A move has taken place internationally in the delivery and “consumption” of health care where if clients and patients (health care consumers) hold the opinion that the health care professionals/providers' behaviour has had a negative effect, impact or outcome on them, they may lodge a complaint with the relevant health professional regulatory body. Ethical transgressions of health care providers can generally be clustered into the following three categories: a) Competence and conduct with clients (e.g. abandonment, sexual intimacies, dishonesty, disclosure of information); b) Business practices (e.g. billing, reports, documentation); and c) Professional practice (e.g. referral upon termination, obtaining appropriate potential employment opportunities, nonprofessional relationships). The primary objective of this study was to analyse the ethical transgressions of registered members of the twelve professional boards in the Health Professions Council of South Africa (HPCSA) in the period 2007 to 2013. A mixed methods approach was followed in this study which specifically focused on a historical research approach. The results indicate that the boards with the highest number of transgressions per the registered practitioners were firstly the Medical and Dental practitioners, closely followed by the Optometry and Dispensing Opticians Board.

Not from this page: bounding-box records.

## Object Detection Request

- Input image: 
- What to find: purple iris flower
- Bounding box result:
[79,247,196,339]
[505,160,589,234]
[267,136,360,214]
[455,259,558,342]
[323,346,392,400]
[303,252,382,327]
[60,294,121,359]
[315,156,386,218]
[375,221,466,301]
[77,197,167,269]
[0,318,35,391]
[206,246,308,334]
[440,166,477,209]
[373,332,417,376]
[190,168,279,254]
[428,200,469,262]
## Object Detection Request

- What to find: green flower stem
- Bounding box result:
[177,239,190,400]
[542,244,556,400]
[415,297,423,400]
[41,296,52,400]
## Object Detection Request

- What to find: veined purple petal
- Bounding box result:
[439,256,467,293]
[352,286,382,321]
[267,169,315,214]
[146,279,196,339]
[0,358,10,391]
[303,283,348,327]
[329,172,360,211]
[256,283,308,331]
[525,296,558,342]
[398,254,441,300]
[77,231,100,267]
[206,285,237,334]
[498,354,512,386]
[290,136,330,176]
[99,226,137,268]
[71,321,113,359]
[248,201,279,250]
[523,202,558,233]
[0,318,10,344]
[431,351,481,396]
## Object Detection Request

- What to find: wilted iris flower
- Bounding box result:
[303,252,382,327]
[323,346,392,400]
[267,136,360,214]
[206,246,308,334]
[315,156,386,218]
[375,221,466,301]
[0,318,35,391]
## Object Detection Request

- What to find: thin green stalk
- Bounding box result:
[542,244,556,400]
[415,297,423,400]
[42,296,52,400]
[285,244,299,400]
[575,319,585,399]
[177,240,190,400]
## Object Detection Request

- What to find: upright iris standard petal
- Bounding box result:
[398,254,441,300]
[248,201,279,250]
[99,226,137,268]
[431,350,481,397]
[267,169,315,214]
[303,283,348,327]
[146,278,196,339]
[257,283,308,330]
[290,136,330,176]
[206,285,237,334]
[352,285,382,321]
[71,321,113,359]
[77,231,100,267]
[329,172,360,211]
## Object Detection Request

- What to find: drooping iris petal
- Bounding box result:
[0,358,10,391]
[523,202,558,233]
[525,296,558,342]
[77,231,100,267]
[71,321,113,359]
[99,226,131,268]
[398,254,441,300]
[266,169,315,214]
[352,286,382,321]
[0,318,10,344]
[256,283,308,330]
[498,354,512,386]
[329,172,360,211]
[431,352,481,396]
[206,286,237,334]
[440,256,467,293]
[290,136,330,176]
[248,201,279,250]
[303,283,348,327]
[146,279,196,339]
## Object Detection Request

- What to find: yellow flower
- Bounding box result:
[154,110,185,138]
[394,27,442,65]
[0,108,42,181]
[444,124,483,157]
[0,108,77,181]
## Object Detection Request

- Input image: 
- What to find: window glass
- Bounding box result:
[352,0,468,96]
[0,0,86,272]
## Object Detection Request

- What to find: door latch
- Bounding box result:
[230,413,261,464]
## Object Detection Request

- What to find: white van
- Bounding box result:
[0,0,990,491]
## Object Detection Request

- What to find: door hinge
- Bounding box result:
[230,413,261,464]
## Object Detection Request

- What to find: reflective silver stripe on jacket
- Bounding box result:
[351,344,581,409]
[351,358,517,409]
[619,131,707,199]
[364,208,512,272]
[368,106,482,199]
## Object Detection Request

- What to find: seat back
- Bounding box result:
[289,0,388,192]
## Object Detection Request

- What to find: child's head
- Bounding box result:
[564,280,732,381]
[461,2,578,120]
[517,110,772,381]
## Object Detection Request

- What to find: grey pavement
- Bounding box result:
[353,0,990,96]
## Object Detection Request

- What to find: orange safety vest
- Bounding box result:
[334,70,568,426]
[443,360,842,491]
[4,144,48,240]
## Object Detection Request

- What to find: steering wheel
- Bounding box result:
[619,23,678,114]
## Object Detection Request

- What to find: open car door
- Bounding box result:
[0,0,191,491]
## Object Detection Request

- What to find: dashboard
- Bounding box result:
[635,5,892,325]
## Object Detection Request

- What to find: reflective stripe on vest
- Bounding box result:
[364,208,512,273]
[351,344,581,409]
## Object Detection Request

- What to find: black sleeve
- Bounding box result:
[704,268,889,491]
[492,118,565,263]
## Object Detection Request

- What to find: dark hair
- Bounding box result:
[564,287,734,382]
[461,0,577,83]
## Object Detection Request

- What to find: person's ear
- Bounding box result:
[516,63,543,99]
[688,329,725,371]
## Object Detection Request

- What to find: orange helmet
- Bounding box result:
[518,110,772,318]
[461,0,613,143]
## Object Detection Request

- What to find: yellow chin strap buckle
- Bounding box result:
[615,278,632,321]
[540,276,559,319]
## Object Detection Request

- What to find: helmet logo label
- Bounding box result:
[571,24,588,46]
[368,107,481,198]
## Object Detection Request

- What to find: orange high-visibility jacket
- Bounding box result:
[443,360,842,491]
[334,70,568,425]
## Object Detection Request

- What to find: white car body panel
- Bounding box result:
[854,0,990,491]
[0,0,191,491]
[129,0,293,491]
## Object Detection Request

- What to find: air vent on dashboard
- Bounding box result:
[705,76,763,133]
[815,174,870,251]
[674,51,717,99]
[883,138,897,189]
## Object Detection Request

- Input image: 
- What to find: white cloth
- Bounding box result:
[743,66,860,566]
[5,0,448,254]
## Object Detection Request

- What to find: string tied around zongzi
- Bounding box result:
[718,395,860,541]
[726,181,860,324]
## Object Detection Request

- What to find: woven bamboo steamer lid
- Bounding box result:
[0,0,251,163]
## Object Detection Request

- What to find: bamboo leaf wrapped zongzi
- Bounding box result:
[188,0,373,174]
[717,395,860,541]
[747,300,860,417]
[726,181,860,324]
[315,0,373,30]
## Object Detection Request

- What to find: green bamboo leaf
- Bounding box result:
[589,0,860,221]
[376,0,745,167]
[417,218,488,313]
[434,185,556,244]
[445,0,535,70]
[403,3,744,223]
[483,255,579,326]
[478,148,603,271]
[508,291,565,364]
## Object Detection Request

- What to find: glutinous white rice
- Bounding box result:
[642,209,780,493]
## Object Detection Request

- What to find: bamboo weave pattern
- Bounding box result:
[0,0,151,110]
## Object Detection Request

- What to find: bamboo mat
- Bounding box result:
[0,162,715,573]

The predominantly complaint made against members of both these boards was for fraudulent conduct (collectively totalling to 85% of all fraudulent cases during the period) and included actions such as charging for non-rendered services, issuing false statements and submitting fraudulent medical aid claims. Cognisance needs to be taken that the South African public will increasingly demand better services and that since they are being better informed via the media of their rights and have access to a broader database of knowledge (rightly or wrongly so the internet) practitioners' opinions will not necessarily be accepted outright and that they (the public) will challenge it accordingly. This raises the concern that practitioners need to take on the responsibility to communicate with their patients/clients in order to educate them and keep them informed.